Electronic Discovery

Custodian Interviews and Data Mapping

Discovery planning fails when lawyers ask for broad categories of documents without knowing where the evidence actually lives. Custodian interviews and data mapping turn assumptions into a source plan.

The Right Interview Finds the Evidence Before Collection

Custodians often know where the useful records are, but they do not always describe those sources in discovery language. They may say the file is in a shared drive, a text thread, a project app, an old laptop, a personal cloud account, a CRM, a Slack channel, a Teams chat, a phone backup, or an email folder with a nickname no one else knows. Those details matter because discovery obligations attach to real systems, not abstract categories.

PowellPath helps counsel ask technical questions in plain language. The goal is not to turn the interview into an IT deposition. The goal is to identify custodians, repositories, retention risks, access paths, and overlooked sources before collection becomes expensive, incomplete, or contested.

A Data Map Should Show Control and Location

A useful data map identifies what data exists, where it lives, who controls it, how it is accessed, how long it is retained, and what is needed to preserve or collect it. That may include company systems, personal devices used for business, cloud storage, messaging platforms, social-media accounts, third-party vendors, backups, archives, shared credentials, and administrator-held logs.

Control matters. Some records can be collected directly from a custodian. Some require administrator access. Some require legal process. Some may be available only from a vendor or platform. Counsel needs to know that early, especially before negotiating scope, search terms, production format, or discovery deadlines.

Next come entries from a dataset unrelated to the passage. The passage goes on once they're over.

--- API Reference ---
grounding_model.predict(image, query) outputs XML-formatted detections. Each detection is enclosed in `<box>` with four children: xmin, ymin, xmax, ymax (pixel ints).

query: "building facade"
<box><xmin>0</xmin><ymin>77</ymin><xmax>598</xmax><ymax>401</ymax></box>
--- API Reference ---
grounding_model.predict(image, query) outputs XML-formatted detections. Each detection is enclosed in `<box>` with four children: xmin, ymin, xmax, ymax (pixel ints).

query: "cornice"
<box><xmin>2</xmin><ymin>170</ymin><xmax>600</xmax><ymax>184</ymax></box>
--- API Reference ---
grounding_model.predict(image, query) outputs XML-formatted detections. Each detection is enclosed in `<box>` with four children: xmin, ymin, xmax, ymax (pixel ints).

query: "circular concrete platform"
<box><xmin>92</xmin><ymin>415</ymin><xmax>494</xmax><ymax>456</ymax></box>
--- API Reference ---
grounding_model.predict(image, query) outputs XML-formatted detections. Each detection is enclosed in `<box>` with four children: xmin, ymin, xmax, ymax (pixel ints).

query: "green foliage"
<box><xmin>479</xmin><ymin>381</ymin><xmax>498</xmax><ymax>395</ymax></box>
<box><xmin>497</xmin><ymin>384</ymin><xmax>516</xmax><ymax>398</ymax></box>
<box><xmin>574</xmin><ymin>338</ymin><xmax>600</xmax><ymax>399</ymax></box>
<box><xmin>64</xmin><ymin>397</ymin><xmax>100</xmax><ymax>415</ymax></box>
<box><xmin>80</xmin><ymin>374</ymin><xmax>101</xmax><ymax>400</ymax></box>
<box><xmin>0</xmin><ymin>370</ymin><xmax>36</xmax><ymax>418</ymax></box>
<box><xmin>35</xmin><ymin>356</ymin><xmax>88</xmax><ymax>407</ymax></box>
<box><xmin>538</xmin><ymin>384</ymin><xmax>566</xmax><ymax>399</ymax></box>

Questions the Process Should Answer

  • Which custodians created, received, stored, or controlled relevant ESI?
  • Which devices, accounts, cloud systems, messaging tools, databases, and file shares may contain evidence?
  • What retention settings, auto-delete rules, migrations, account closures, or device changes create preservation risk?
  • What systems require administrator access, vendor export, consent, subpoena, or forensic collection?
  • Where might duplicates, archives, backups, exports, or shadow copies exist?
  • What sources are disproportionate, inaccessible, obsolete, or technically limited?

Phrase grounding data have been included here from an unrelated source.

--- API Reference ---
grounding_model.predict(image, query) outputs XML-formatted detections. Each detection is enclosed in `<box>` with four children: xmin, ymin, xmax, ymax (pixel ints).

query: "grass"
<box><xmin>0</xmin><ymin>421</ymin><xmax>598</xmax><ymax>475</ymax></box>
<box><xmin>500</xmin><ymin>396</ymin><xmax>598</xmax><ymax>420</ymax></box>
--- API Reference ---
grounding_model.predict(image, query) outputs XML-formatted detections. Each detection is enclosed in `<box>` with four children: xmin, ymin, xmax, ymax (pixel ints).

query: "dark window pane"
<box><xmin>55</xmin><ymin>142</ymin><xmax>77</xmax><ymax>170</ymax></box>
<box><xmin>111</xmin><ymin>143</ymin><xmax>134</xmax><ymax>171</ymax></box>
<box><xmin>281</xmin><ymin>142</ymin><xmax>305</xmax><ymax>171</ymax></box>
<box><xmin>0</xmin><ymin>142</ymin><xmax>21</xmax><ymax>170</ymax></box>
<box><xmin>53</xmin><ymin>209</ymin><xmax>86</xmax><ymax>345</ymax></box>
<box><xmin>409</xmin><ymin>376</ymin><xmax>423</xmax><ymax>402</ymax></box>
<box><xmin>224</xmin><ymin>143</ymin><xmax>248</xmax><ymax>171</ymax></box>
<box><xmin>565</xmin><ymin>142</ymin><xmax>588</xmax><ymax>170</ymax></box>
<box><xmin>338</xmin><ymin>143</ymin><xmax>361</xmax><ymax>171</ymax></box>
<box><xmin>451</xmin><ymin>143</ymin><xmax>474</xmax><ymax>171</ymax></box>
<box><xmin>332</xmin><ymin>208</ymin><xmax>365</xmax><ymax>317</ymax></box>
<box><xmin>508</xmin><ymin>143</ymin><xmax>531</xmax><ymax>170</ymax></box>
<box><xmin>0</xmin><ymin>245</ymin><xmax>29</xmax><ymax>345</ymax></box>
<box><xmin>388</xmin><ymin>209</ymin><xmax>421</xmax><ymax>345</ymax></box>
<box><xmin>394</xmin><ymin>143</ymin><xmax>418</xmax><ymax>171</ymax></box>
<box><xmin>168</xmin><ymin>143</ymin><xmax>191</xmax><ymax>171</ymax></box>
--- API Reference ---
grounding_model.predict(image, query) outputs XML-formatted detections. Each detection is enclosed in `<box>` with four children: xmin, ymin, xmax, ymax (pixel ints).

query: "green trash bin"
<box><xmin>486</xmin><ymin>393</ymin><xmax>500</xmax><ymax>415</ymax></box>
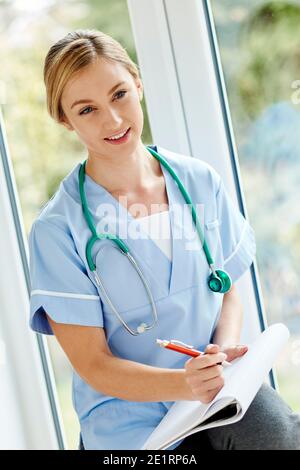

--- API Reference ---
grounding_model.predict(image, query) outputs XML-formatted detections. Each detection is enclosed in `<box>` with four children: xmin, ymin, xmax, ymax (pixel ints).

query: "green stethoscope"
<box><xmin>79</xmin><ymin>145</ymin><xmax>232</xmax><ymax>336</ymax></box>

Missed Sources Usually Appear Later as Disputes

A missing repository may not cause trouble until a deposition, a motion to compel, a sanctions threat, or a surprise exhibit. By then, the data may be harder to preserve and the explanation may look worse than the original mistake. Early interviews and mapping reduce that risk by making scope decisions explicit.

The map also helps counsel avoid overcollection. If a source is unlikely to contain relevant material, if it duplicates another source, or if collection would be unduly burdensome, the reasoning can be documented. Good discovery planning includes both inclusion and exclusion decisions.

What Counsel Receives

Deliverables may include a custodian interview outline, completed source map, preservation-risk list, collection-priority plan, system-access checklist, and discovery questions for opposing parties or third parties. The work is designed to give counsel a practical map of the evidence before collection begins.